The Plantation settlement was created by Royal Charter from James I in 1621 and was founded in 1622 as a plantation town carrying into action the decision of 1620 to plant County Leitrim with loyal English settlers. It was granted to Sir Charles Coote, a Devonshire Planter, who fortified it with walls twenty feet high and six feet in thickness, enclosing an area of about 4 acre which contained a castle. It had an area of 200 acre under its liberty.

A stone cross over a small gate (constructed by Murtagh O'Dowd, local blacksmith), outside the old town gate, leads to the remains of a Franciscan friary of the Friars Minor. The Franciscan friary of the Friars Minor was not founded until the occupation of Jamestown in 1642 by the O'Rourke Clan. A synod held here in 1650 repudiated The 1st Marquess of Ormonde, the former Lord Lieutenant of Ireland, and excommunicated his followers. In 1713, an elderly Father Connor Reynolds "of Jamestown in the county of Leitrim" exiled in Spain since 1681, was captured hiding in a trunk on a fishing boat arriving at Dungarvan port and imprisoned at Waterford gaol. The surnames Butler and Clyne are particularly numerous in the Jamestown area.

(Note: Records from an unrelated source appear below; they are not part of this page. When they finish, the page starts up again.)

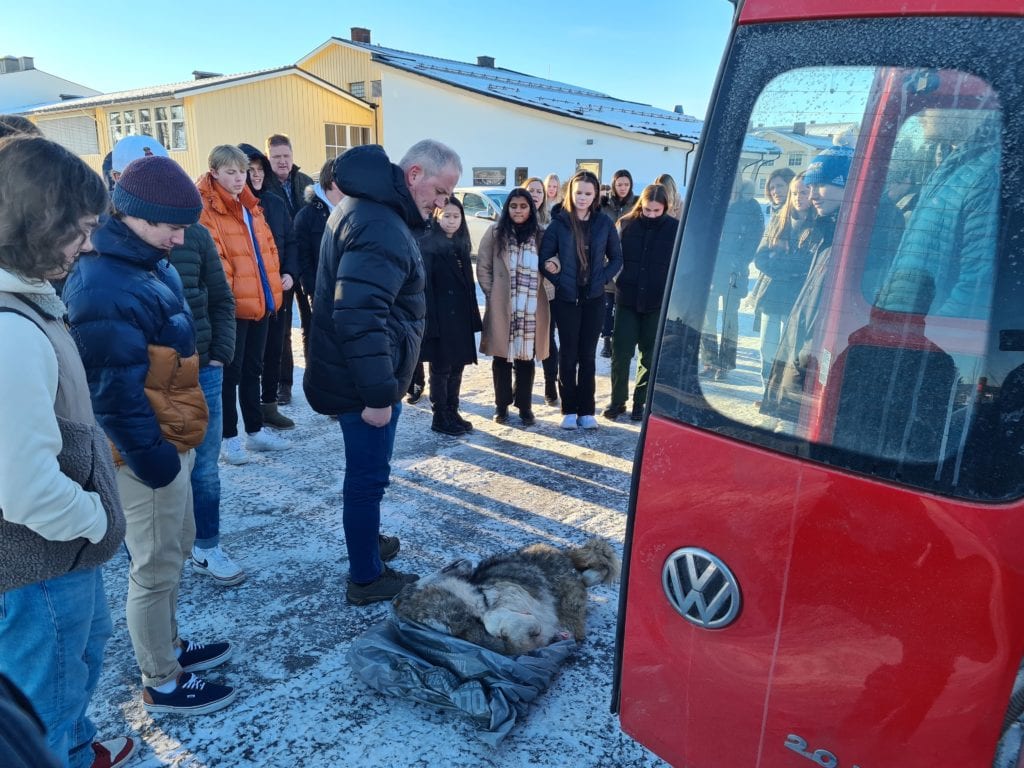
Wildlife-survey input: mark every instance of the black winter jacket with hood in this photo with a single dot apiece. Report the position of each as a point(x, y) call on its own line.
point(369, 306)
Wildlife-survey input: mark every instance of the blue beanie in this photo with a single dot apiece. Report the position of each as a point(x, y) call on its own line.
point(830, 167)
point(157, 189)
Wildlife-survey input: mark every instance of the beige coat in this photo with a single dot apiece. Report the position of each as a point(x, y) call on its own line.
point(493, 274)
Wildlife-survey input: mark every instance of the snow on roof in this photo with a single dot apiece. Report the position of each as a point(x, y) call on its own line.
point(551, 95)
point(177, 90)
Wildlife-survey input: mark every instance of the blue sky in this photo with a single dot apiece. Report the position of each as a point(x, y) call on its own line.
point(663, 52)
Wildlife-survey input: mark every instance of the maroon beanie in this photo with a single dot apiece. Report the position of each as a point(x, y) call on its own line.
point(157, 189)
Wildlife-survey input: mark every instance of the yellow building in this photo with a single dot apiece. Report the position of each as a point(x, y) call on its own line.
point(192, 118)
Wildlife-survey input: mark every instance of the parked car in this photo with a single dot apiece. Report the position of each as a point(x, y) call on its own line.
point(840, 582)
point(483, 206)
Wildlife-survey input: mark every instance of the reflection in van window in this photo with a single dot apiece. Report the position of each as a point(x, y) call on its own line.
point(858, 325)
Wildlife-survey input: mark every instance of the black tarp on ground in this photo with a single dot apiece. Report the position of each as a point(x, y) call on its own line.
point(413, 662)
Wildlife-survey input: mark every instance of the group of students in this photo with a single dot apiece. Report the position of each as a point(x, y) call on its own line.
point(587, 264)
point(139, 315)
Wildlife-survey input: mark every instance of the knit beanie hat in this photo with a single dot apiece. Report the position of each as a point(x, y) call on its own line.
point(830, 167)
point(158, 189)
point(133, 147)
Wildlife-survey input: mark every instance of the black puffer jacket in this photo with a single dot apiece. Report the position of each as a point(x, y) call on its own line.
point(369, 306)
point(453, 315)
point(646, 255)
point(605, 256)
point(208, 294)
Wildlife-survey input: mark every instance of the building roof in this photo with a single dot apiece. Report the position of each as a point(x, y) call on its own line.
point(548, 95)
point(187, 88)
point(24, 89)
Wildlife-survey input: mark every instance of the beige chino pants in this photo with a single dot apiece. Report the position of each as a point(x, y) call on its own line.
point(159, 536)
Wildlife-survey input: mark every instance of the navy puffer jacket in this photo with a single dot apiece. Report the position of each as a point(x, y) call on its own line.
point(605, 255)
point(369, 306)
point(135, 334)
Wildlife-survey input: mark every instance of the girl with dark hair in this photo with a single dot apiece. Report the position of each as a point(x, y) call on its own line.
point(581, 253)
point(648, 235)
point(453, 317)
point(60, 514)
point(516, 314)
point(620, 201)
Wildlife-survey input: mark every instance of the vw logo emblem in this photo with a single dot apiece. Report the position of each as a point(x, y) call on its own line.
point(700, 588)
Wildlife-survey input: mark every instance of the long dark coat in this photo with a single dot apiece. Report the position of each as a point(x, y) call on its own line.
point(453, 315)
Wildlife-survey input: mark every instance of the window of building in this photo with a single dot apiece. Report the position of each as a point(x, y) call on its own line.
point(338, 138)
point(165, 123)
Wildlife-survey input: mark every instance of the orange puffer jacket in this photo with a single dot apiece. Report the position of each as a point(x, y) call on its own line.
point(222, 216)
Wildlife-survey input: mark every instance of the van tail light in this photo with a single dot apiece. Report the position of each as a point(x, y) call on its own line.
point(1010, 753)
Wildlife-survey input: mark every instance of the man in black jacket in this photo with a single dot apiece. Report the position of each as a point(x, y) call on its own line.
point(368, 320)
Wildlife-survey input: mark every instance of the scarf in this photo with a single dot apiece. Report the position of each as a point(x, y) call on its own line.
point(524, 280)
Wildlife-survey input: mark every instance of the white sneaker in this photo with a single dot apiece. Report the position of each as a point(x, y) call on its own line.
point(214, 563)
point(265, 440)
point(231, 451)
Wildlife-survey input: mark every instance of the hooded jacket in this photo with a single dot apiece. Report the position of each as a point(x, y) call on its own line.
point(251, 281)
point(59, 508)
point(369, 307)
point(135, 334)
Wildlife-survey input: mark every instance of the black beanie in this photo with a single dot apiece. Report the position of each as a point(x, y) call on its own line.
point(158, 189)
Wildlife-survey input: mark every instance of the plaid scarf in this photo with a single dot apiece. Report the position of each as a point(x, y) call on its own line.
point(524, 279)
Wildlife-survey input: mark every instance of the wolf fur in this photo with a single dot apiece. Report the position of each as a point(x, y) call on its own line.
point(512, 602)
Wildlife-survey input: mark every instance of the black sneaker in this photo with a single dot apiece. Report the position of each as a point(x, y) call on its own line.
point(197, 656)
point(389, 546)
point(385, 587)
point(192, 695)
point(612, 412)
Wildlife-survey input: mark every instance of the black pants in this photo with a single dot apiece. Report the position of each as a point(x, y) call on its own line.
point(242, 378)
point(279, 337)
point(445, 382)
point(506, 394)
point(550, 363)
point(579, 329)
point(609, 314)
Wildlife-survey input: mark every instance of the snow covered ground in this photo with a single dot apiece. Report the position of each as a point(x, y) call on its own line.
point(299, 704)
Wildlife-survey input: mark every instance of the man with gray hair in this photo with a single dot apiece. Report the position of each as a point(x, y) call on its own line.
point(368, 318)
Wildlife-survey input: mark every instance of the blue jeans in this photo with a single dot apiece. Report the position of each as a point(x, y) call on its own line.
point(52, 635)
point(368, 472)
point(206, 474)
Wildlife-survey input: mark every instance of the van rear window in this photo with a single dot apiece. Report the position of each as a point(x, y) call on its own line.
point(853, 294)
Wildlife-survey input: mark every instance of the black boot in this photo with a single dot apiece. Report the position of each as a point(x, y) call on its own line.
point(445, 424)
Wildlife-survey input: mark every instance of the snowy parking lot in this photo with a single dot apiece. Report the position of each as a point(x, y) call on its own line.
point(299, 704)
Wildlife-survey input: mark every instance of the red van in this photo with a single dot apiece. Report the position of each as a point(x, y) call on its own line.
point(824, 554)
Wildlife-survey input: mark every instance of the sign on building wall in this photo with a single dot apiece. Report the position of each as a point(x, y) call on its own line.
point(489, 176)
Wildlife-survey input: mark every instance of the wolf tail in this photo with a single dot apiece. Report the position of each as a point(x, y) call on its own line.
point(596, 561)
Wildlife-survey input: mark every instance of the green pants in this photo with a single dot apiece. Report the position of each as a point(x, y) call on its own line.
point(633, 330)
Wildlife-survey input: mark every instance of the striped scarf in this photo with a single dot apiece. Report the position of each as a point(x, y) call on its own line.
point(524, 279)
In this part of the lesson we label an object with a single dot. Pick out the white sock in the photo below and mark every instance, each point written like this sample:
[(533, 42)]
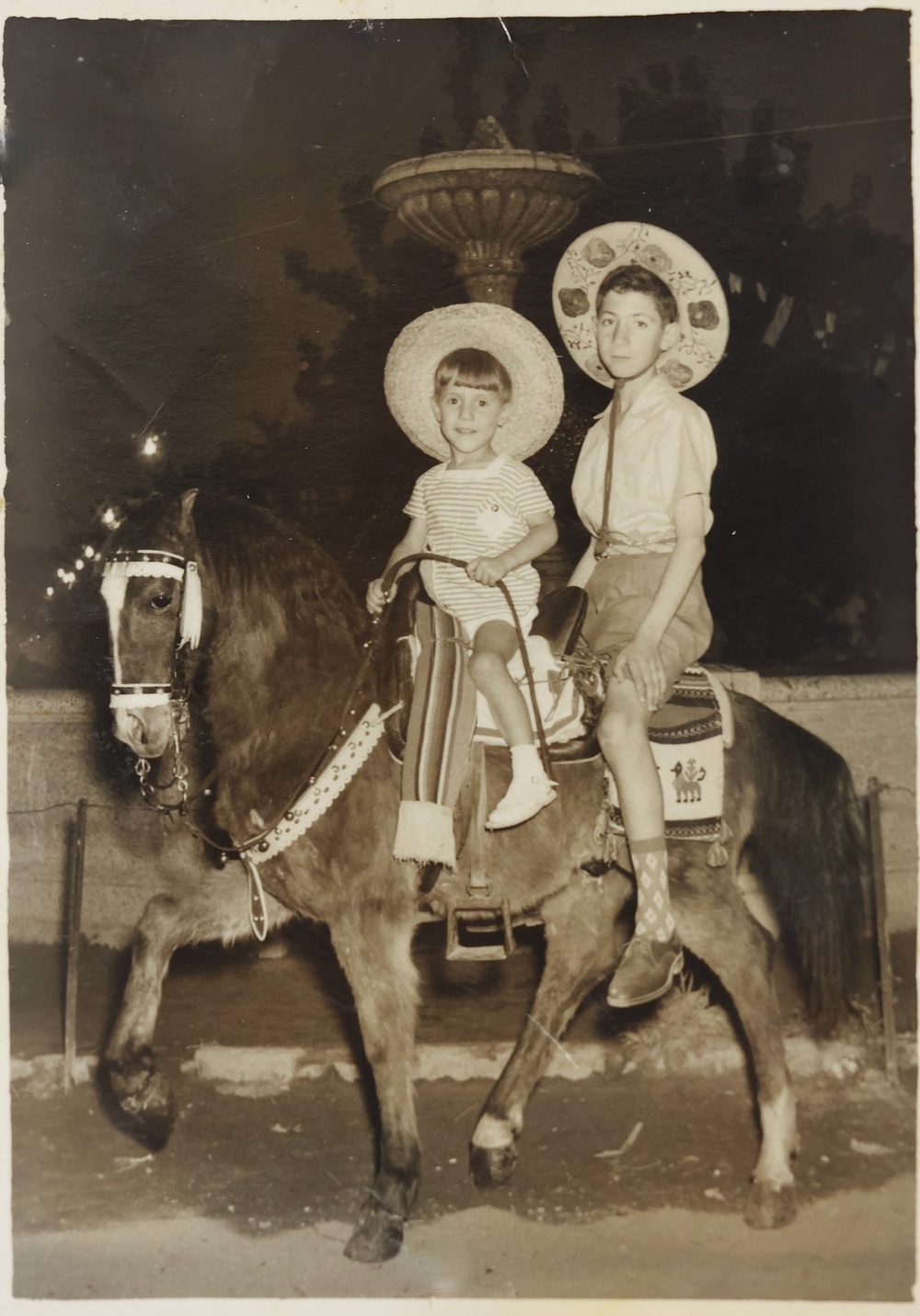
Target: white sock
[(525, 761)]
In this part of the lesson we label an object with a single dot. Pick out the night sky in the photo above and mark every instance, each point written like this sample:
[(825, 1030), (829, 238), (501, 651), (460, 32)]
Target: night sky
[(192, 256)]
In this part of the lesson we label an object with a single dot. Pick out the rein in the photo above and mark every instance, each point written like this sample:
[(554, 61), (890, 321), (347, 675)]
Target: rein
[(336, 765)]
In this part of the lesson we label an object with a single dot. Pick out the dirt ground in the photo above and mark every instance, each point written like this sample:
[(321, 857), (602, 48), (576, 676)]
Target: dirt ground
[(254, 1193)]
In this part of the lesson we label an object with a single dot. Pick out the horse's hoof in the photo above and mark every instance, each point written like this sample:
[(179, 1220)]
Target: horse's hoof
[(378, 1236), (770, 1208), (144, 1099), (491, 1166)]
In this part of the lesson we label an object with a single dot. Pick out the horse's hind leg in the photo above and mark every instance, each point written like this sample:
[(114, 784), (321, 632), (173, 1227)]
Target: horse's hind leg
[(219, 913), (715, 924), (374, 946), (582, 944)]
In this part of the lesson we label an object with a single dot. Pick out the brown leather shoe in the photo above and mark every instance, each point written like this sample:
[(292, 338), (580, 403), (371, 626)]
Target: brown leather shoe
[(645, 971)]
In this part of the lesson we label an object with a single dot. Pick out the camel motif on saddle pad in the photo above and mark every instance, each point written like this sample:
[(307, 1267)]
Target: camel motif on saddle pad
[(687, 739), (443, 716)]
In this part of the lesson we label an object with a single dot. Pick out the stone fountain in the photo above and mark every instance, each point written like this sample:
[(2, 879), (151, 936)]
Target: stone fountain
[(489, 204)]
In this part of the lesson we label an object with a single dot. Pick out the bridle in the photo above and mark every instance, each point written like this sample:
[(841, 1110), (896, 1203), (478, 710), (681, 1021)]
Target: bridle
[(174, 695), (119, 567), (333, 770)]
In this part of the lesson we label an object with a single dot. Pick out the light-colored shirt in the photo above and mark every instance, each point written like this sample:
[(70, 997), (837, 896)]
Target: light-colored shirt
[(473, 513), (662, 452)]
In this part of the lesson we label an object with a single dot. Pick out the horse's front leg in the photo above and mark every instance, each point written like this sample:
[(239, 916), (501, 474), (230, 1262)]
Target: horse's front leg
[(374, 946), (217, 910), (583, 940), (715, 924)]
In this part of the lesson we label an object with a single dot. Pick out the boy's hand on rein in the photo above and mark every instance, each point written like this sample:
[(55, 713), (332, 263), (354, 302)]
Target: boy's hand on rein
[(488, 570), (641, 661), (375, 599)]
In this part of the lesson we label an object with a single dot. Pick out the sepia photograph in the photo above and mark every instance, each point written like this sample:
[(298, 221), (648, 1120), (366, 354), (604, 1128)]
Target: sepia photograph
[(461, 656)]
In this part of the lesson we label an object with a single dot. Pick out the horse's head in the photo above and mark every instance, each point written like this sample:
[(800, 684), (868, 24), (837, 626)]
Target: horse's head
[(153, 596)]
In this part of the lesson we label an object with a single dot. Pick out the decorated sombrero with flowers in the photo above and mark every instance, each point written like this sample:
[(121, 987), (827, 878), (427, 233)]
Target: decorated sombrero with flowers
[(702, 307), (535, 376)]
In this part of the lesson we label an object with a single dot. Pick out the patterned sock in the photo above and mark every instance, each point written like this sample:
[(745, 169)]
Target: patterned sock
[(525, 761), (653, 913)]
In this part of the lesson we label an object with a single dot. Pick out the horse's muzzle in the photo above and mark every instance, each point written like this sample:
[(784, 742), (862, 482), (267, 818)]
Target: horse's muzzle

The parliamentary borough returned two members to the Irish House of Commons on a very restricted franchise until the Act of Union with Britain in 1801. Among its parliamentary representatives were Sir Charles Coote (1634–1660), John Fitzgibbon (1776; he was later elevated to the peerage in 1789, eventually becoming Earl of Clare in 1795), and Richard Martin, "Humanity Dick".

Throughout at least the nineteenth century and for much of the twentieth century, a number of annual fairs were held at Jamestown on 28 May, 8 July, 1 September, and 20 December. In 1925, Jamestown village comprised 15 houses, 4 being licensed to sell alcohol.

==River crossings==
Both Jamestown and Drumsna have long been important fording places across the Shannon. The present stone bridges were built during the 19th century as part of improvements to the Shannon navigation. The main Dublin – Sligo road ran across these until a bypass was completed in the late 1990s.

==Doon of Drumsna==
The Dún (Doon) of Drumsna, an Iron Age fortification built as a crossing point into Connacht, lies opposite the quay and runs across the Shannon peninsula between Jamestown and Drumsna. It was one of many linear earthworks built across the country around that time. The main rampart was massive with parts still standing up to 6 metres high and 30 metres across at the base. Additional banks were built on either side of the main rampart which extends for 1.6 kilometres. Two main entrances were built as pincer or Zangentor defensive works.

In addition to the main rampart, a secondary rampart extends upstream along the western river bank where shallows existed.